# has anyone done this to their moss?



## uponajar (May 10, 2012)

i just bought java moss from an aquarium store. the moss was in the water with a fish, i dont know what kind if thats important, but i asked if he knew if the water was clean. the guy pointed out a couple of snails in the water so i did research around here and found out some people have cleaned java moss in 10% bleach/water solution. i also read about people CO2 bombing their moss. another was cleaning them with hydrogen peroxide. 

this other post said that the snails would die in the vivarium because they lived in water, not outside in humid areas, is that true?

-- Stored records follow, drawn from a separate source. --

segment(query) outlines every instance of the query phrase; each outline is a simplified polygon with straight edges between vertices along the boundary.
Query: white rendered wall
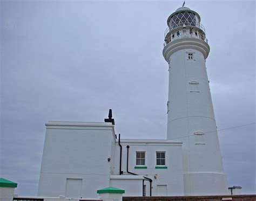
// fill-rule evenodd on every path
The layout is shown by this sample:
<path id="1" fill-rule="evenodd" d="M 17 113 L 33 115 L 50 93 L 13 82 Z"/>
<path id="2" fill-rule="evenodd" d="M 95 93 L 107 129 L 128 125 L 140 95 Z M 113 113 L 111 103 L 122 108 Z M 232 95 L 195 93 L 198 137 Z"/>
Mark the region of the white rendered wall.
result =
<path id="1" fill-rule="evenodd" d="M 81 197 L 97 197 L 109 186 L 113 126 L 110 123 L 49 122 L 38 196 L 65 195 L 67 178 L 82 179 Z"/>
<path id="2" fill-rule="evenodd" d="M 122 171 L 126 172 L 127 148 L 129 145 L 129 171 L 144 176 L 152 179 L 152 196 L 157 195 L 158 185 L 166 185 L 167 196 L 184 195 L 183 168 L 182 161 L 182 143 L 180 141 L 163 140 L 122 140 L 123 147 Z M 136 165 L 136 151 L 145 151 L 145 166 L 147 169 L 135 169 Z M 156 151 L 165 151 L 167 169 L 156 169 Z M 115 174 L 119 174 L 120 147 L 116 145 Z M 157 175 L 157 178 L 154 176 Z M 132 176 L 132 175 L 131 175 Z M 145 181 L 146 196 L 150 196 L 150 182 Z M 140 184 L 142 188 L 142 183 Z M 124 189 L 125 192 L 127 189 Z M 142 195 L 142 191 L 140 195 Z"/>
<path id="3" fill-rule="evenodd" d="M 123 196 L 142 196 L 143 177 L 136 175 L 113 175 L 110 186 L 125 190 Z"/>
<path id="4" fill-rule="evenodd" d="M 172 43 L 177 50 L 170 47 Z M 170 52 L 166 58 L 169 61 L 167 138 L 183 142 L 185 195 L 227 194 L 205 67 L 208 52 L 201 48 L 207 45 L 202 40 L 187 38 L 176 40 L 164 49 L 165 56 Z M 193 53 L 192 60 L 188 60 L 188 53 Z"/>

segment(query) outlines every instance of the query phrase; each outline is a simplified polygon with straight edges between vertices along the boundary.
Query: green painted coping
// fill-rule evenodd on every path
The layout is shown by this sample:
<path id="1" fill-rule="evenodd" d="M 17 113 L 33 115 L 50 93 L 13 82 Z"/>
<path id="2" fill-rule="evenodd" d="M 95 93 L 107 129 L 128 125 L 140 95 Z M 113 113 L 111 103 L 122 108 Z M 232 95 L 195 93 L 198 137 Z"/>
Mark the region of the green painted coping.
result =
<path id="1" fill-rule="evenodd" d="M 134 169 L 147 169 L 146 166 L 135 166 Z"/>
<path id="2" fill-rule="evenodd" d="M 124 193 L 124 190 L 122 190 L 112 186 L 98 190 L 97 191 L 97 193 Z"/>
<path id="3" fill-rule="evenodd" d="M 16 188 L 17 185 L 17 183 L 12 182 L 3 178 L 0 178 L 0 187 Z"/>
<path id="4" fill-rule="evenodd" d="M 167 169 L 167 166 L 156 166 L 156 169 Z"/>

have any of you used any of these methods for moss? or what would you recommend to do?


----------



## gardennub (Dec 10, 2011)

Ive used the bleach method for moss, and I think most on here would recommend it. It takes a little while for the moss to recover afterwards, but it is worth it for a clean tank.


----------



## crested (May 15, 2011)

I find best method is soak it real good in water for 15-20min, then yes, 10%bleach solution. Miss seems to hold the bleach more than other plants so I usually soak again a few times/cycles in clean water.


----------



## Nate Mcfin (Sep 22, 2010)

The bleach solution normally used in aquatic plants is a `19-1 mixture. The plant is submerged for several minutes and then rinsed well to get rid of the bleach. HOWEVER, mosses do not tolerate the bleaching as well as other plants do and may not make it through the process. 
 Another method is using potassium permanganate. A quick google will find the instructions. again the moss may not tolerate the PP dip either.


----------



## uponajar (May 10, 2012)

thanks guys, i did a bleach clean yesterday but i only had it in the solution for a little less than a minute while stirring it and rubbing it against my fingers,
should i do it again for a bit longer?


----------